The noise of dogs barking and the rattle of chain-link came from just around to the left, several dogs really having shit fits. Bert got out his picks, but then decided the first order of business had to be shutting up the animals, they'd clue anybody nearby that something wasn't right. He dug in his duffle, found the can of Mace, walked over to the storage yard fence. Three big dogs barking and snarling and leaping, and he recognized them: his tormentors from the morphing e-mails and pop-ups. Their self-righteous territorial ire pissed him off. He took a couple of shots of them with his digital camera, portraits to match the e-mails, then came up and sprayed them as they lunged against the mesh, right in their eyes, right down their throats, and in seconds they were scraping their paws over their faces, stumbling blindly, whimpering, wheezing. There was some satisfaction in putting them in their place.
Back at Ray's door, the first lock went quickly but the second gave him trouble. It was taking too long, this had to be in and out, eventually somebody would come by and see him. Originally he had wanted this to be totally covert, leaving nothing that would clue Ray he'd been here, but he'd already done the dogs and anyway seeing Ray with Cree had ignited something inside him.
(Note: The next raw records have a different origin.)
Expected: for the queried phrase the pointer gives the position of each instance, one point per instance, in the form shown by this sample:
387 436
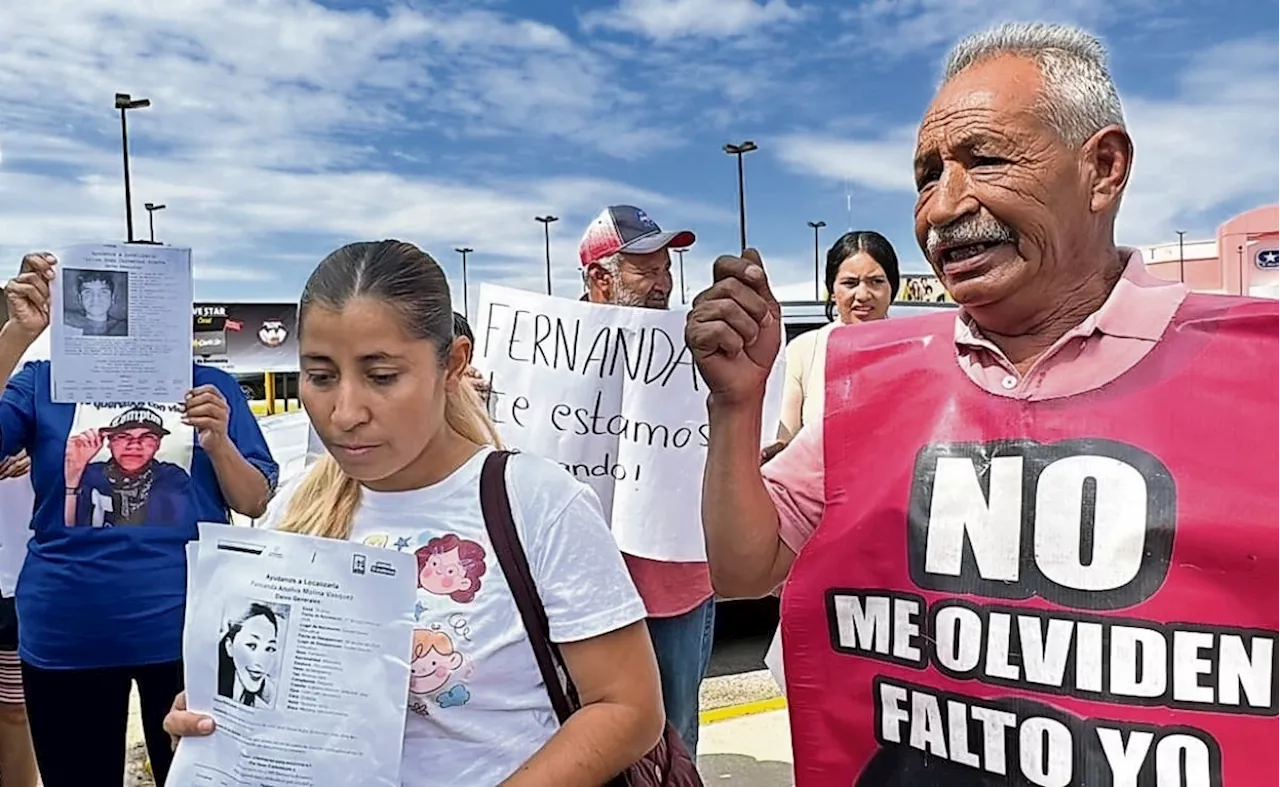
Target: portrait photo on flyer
251 640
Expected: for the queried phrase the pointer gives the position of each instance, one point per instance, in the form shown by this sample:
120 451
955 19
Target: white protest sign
612 394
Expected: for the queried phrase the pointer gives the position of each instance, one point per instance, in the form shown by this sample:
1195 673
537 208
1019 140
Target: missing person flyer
298 648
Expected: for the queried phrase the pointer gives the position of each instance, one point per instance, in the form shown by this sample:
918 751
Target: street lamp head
127 101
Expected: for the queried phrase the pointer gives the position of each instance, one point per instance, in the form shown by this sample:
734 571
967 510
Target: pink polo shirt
1101 348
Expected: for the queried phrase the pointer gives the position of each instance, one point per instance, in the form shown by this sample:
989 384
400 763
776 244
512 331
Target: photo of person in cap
132 486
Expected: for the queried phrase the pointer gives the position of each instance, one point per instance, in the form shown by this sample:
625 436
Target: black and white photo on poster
95 302
128 463
250 645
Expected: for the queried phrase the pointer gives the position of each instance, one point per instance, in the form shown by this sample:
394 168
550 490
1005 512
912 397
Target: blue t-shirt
104 584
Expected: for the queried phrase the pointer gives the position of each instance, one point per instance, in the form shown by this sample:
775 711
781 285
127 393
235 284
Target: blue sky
284 128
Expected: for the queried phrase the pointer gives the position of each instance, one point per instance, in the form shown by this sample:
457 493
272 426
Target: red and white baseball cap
622 228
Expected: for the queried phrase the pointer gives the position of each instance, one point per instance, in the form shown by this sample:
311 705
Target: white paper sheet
120 324
773 660
316 634
612 394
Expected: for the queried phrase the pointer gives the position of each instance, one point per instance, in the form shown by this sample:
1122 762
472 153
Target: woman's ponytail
324 503
466 415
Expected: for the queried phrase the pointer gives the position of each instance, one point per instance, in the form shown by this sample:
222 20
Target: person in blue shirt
119 489
132 486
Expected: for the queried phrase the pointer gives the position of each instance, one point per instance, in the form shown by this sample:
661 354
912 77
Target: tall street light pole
151 218
465 251
124 103
1239 251
1182 259
739 150
817 265
547 233
681 252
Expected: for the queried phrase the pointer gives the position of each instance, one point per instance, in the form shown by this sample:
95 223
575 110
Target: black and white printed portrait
250 650
96 302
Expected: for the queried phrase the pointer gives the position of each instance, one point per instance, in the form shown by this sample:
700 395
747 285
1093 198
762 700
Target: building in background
1242 260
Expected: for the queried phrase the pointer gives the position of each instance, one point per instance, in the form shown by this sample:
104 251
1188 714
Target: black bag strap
496 507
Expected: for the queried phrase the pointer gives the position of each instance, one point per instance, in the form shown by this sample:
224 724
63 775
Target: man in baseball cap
626 259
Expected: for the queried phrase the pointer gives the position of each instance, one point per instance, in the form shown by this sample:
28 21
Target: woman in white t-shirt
862 283
384 384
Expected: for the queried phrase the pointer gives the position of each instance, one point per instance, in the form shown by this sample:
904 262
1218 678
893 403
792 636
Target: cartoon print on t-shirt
128 463
449 566
449 571
437 672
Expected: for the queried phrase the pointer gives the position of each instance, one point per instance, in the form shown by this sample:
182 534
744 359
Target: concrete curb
741 709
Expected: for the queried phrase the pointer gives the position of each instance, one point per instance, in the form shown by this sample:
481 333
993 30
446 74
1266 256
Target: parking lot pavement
746 751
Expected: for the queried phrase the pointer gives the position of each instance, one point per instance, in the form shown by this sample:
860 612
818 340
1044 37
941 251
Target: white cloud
882 163
279 129
1207 150
668 19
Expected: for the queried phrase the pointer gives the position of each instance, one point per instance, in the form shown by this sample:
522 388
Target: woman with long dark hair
862 283
406 438
247 655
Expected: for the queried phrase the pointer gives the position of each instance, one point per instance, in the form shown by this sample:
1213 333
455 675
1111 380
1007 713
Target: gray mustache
969 232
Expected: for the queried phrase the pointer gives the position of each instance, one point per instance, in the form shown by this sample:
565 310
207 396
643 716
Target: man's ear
460 358
1109 161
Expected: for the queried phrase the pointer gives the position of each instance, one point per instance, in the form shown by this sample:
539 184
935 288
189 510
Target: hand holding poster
612 394
298 649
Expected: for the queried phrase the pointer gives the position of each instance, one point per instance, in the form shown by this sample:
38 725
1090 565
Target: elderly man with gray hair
1033 541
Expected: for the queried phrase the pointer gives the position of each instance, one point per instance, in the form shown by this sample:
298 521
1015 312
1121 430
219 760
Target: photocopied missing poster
300 649
120 324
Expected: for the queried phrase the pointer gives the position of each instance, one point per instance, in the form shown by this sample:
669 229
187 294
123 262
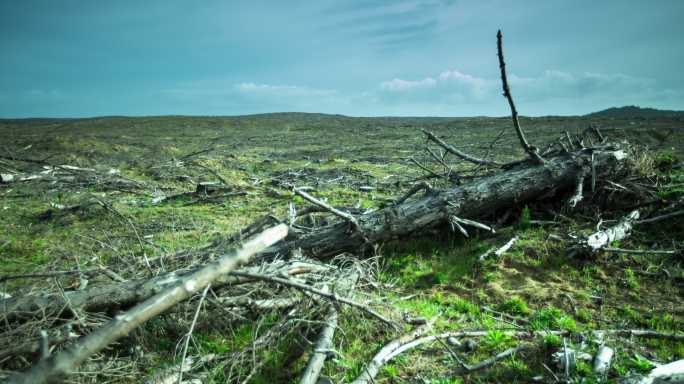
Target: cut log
66 361
473 200
125 294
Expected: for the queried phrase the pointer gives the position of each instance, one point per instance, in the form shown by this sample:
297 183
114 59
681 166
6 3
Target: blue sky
68 58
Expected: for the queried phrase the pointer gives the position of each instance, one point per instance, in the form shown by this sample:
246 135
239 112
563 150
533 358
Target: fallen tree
472 201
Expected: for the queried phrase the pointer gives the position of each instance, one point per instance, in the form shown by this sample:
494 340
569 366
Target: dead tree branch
66 361
451 149
531 151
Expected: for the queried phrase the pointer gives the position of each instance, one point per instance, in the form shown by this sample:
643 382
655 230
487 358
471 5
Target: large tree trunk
473 200
476 199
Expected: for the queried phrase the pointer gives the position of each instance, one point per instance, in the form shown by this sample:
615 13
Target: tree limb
66 361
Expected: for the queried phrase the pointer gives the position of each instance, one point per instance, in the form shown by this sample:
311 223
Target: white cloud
395 85
552 92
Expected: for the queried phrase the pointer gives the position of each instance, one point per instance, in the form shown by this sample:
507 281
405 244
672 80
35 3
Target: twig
424 168
451 149
639 251
321 348
346 216
387 352
415 189
577 197
67 360
489 362
601 239
189 334
329 295
531 151
471 223
661 217
499 251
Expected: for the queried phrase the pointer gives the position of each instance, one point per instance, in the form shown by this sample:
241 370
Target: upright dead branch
531 151
66 361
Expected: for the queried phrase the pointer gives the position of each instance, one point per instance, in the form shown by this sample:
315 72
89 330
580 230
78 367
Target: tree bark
474 200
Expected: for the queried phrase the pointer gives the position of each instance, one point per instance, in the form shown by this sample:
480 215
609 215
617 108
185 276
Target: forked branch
531 151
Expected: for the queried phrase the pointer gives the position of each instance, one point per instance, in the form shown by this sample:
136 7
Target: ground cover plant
438 250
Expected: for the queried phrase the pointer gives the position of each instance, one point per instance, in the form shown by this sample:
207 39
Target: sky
68 58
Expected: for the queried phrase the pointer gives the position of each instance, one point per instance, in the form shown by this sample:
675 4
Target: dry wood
328 295
451 149
474 200
387 352
66 361
498 357
531 151
602 239
321 349
499 251
128 293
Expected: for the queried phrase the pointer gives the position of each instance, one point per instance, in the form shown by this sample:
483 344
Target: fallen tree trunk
128 293
473 200
64 362
476 199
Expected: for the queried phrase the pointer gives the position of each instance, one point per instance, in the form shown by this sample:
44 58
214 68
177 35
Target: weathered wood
125 294
473 200
66 361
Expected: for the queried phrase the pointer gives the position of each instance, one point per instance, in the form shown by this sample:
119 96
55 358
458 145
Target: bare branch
451 149
67 360
531 151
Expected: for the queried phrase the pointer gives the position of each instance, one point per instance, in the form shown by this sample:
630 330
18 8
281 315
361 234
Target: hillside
633 111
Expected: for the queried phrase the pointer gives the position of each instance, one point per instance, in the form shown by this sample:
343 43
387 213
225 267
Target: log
473 200
123 295
66 361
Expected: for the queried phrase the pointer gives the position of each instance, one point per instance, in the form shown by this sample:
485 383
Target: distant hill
633 111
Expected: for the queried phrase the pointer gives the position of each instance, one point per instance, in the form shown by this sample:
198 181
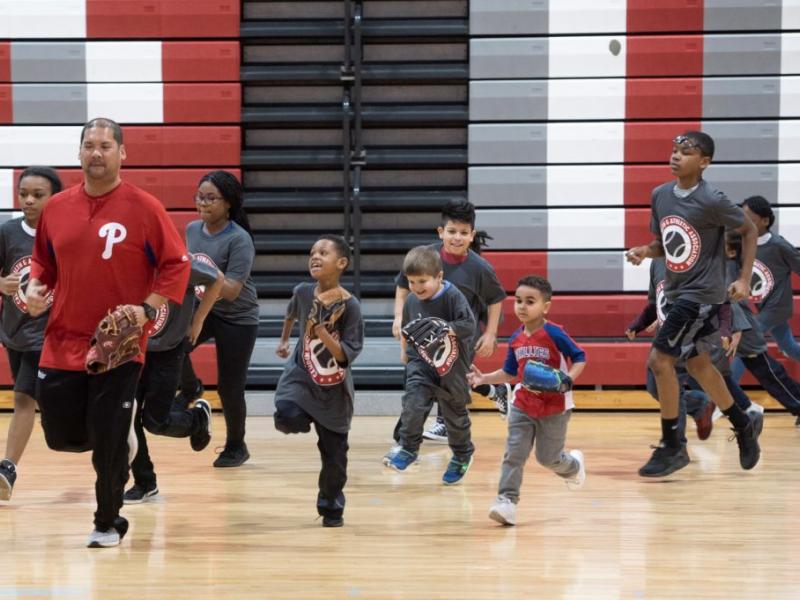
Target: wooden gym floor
709 531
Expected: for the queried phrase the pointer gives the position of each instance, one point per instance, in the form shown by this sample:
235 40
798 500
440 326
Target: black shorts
688 330
24 366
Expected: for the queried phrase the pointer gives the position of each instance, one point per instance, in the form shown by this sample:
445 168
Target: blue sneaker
400 459
456 470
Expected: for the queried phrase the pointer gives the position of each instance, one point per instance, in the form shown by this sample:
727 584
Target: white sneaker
437 433
103 539
504 511
577 480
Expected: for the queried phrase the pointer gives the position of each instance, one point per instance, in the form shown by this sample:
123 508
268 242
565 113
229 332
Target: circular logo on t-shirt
320 363
761 283
661 303
199 290
681 243
444 357
157 325
23 268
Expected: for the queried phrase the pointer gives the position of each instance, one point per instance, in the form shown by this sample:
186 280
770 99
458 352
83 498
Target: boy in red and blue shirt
535 417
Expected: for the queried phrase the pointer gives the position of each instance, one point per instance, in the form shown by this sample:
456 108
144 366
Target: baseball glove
115 341
327 308
539 377
426 334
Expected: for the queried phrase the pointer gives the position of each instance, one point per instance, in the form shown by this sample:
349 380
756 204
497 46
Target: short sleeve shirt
692 232
312 378
232 252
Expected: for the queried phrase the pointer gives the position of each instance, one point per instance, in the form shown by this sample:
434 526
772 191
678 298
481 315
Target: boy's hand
283 349
739 290
397 327
486 345
637 255
731 344
474 377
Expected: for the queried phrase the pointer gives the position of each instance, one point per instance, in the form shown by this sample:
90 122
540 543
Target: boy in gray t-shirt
776 260
689 219
316 386
441 377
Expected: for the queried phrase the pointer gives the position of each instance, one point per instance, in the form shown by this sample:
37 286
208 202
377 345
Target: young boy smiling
444 376
535 418
316 386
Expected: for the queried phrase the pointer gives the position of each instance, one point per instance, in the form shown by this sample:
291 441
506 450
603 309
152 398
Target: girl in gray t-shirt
222 237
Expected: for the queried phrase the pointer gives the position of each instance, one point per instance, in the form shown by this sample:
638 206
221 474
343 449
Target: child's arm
283 345
576 369
331 343
210 296
487 343
740 289
400 295
646 317
476 378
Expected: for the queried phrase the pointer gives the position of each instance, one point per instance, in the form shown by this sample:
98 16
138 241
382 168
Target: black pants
774 378
82 412
234 345
154 395
290 418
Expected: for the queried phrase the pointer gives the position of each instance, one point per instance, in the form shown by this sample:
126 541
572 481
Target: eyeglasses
685 141
206 200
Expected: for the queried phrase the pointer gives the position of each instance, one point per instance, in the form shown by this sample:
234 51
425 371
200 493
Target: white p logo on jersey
114 234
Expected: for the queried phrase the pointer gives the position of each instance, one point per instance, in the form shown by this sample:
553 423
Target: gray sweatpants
548 434
423 386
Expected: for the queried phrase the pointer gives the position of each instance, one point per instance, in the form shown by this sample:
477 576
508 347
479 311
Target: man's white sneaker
504 511
576 481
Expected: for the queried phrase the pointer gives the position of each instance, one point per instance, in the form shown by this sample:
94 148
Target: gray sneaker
201 438
504 511
8 475
109 538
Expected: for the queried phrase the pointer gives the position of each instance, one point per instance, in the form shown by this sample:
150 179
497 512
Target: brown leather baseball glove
115 341
327 308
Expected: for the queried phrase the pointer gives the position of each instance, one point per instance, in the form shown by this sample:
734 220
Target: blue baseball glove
539 377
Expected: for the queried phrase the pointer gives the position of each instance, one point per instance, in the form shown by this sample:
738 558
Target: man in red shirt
99 244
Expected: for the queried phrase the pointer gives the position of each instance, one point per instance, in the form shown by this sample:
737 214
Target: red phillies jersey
550 345
98 253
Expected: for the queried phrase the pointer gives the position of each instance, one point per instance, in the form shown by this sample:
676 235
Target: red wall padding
162 18
665 15
668 55
157 146
194 61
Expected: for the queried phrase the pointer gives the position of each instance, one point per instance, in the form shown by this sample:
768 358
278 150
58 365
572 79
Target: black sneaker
747 439
8 475
665 461
332 521
138 494
200 438
232 457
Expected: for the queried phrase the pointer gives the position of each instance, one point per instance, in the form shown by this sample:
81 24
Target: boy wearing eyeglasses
689 219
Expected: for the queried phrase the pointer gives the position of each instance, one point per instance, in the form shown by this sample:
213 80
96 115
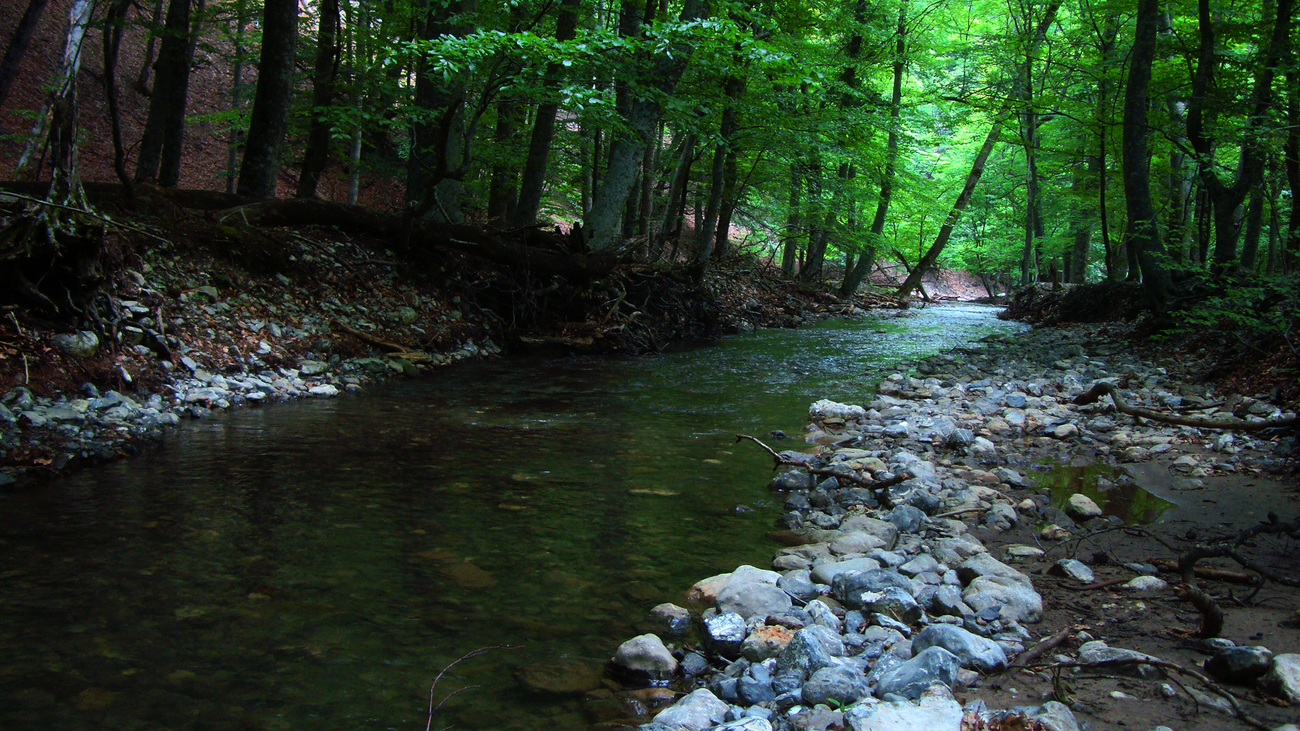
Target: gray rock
1097 651
908 519
826 572
839 684
82 344
1242 665
753 598
911 678
1073 569
804 656
694 712
724 634
893 602
1056 717
974 652
934 713
1082 507
675 621
1283 677
645 657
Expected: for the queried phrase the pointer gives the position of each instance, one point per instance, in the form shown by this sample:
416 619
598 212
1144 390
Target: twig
1100 389
1156 662
450 665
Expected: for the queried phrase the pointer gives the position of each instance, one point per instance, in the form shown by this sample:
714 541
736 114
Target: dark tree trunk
533 180
324 73
1143 230
602 226
271 102
163 141
18 43
858 272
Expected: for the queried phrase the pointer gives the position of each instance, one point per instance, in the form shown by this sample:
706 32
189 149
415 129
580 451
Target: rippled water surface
315 565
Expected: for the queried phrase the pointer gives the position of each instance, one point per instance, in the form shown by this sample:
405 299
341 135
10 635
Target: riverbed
316 565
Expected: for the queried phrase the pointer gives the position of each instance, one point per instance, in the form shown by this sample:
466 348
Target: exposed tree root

It scared him to think she didn't have a better grasp of what she was dealing with, was getting chummy with this psycho. Maybe a message was in order here: Letting Ray know Bert was onto him, wasn't a stickler for procedural niceties, could very well save Cree's life.
He took out his department-issue pry-bar. It was a heavy, forked steel shaft designed for breaking open even armor-clad doors, and he worked it into the crack at the bolt and levered it with all his weight. First time nothing, then again and nothing, but the third time he heard something give in the jam. Being out here, exposed, he felt freakishly nervous, energized, strong as a bull. Another all-out crank and the door flew open.
This was where it got scary. He and Nearing and Koslowski had talked about it from time to time, about the mind-set of any cop who bent the rules. They'd agreed that with this kind of thing, once you'd made the decision you had to go at the job with a commitment to stick it out, to see it through and get it done no matter what it required. No bet-hedges or half measures. For a cop breaking the law, it was all or nothing. Stepping inside Ray's, that was the point where he crossed the line. The point of no return.
He didn't hesitate.
Inside, he could tell it was cavernous and hollow even before he panned his flashlight through the empty warehouse. For a second his wired-up high faltered: Maybe Ray really didn't live here and there was nothing to find. But then he shined his flashlight to the left and saw a brick office pod cut into the space, topped by raw plywood construction, and he put it together. He walked over to the inner door, tried it, found it locked. He put his duffle down again, got out the picks, and then thought,
screw it.
The lock popped with one good yank of the pry-bar, and then he was inside.